The FrozenLakeWorkflow class in tutorial/example_frozenlake/frozenlake.py integrates the environment and agent, mainly exposing the execute method.

class FrozenLakeWorkflow(Workflow):

    async def execute(self, workflow_task: WorkflowTask, tuner: AjetTuner) -> WorkflowOutput:
        # init agent and env
        # reset environment and get initial `observation_str`
        rewards = []
        for _ in range(self.max_steps):
            action = await self.agent.step(observation_str)
            observation_str, reward, done, info = self.env.step(action)
            rewards.append(reward)
            if done:
                break
        return WorkflowOutput(
            reward=sum(rewards),
        )

3.4 Reward

  • The per-episode reward is the sum of step rewards.
  • In this FrozenLake setup, the agent gets +1 when reaching the goal, otherwise 0.
  • The workflow also returns metadata such as terminate_reason (success, agent_error, max_steps_reached) and step_count.

4. Results

4.1 Training Curve

Visualization: Training curves are generated by SwanLab. See Visualization Tools for setup and usage.
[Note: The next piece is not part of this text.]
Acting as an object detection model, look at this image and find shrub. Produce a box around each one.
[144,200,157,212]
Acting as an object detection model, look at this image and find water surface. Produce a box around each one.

Since the reward is sparse (only +1 when reaching the goal, otherwise 0), the rising reward curve directly reflects an increasing success rate—the agent reaches the goal G more often.

This improvement typically comes from two aspects:

  • Better spatial reasoning: the agent learns to parse the grid and identify the relative positions.
  • Safer path planning: it avoids falling into holes and takes more reliable routes toward the goal.